2008/7/30 asahi

火災の新日鉄八幡製鉄所で生産再開

 北九州市の新日本製鉄八幡製鉄所で起きた火災で、同製鉄所は30日午前7時26分、生産を再開した。

 同社は材料の調達や点検作業が終わり、鋼材を生産する高炉を稼働できる状態になったため、高炉への送風を再開したとしている。

 火災現場の第5コークス炉付近では同日午前1時半ごろに大小3度の爆発があり、消防隊が出動した。消防などによると施設への延焼や被害の拡大はなく、けが人もいなかった。

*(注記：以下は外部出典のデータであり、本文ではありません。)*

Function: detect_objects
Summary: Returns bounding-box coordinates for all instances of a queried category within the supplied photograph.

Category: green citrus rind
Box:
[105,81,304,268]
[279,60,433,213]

 火災は29日午前6時40分ごろに発生。配管にたまったガスが燃え、丸一日黒煙を上げ続けたが、30日早朝には炎や煙の勢いは衰え始めた。

 

 

2008年7月29日 asahi

新日鉄八幡製鉄所で火災、コークス炉から黒煙 北九州

 29日午前6時40分ごろ、北九州市戸畑区の新日鉄八幡製鉄所で、コークス炉につながるベルトコンベヤー付近から出火しているのを、定期点検していた男性職員が見つけ、119番通報した。けが人や周辺への延焼はないが、黒煙が上がり続けており、火災は一日中続く可能性がある。同社は火災直後にコークス炉を、午前11時過ぎには高炉を停止した。

 同社や福岡県警戸畑署などによると、出火したのは第5コークス炉に原料となる石炭を運ぶゴム製のベルトコンベヤー付近。ベルトコンベヤーは幅105センチ、長さ214メートル。炉のそばに設置され、24時間稼働している。さらにその下にはコークスを製造した際に出るコークスガスを送るための配管がある。ガスは水素や一酸化炭素などが主成分。

 
ベルトコンベヤーの一部が燃えて落下し、その下にあるガスの配管に当たり、破損した配管から漏れたガスにも着火したとみられる。ベルトコンベヤーが燃えた理由はまだわかっていない。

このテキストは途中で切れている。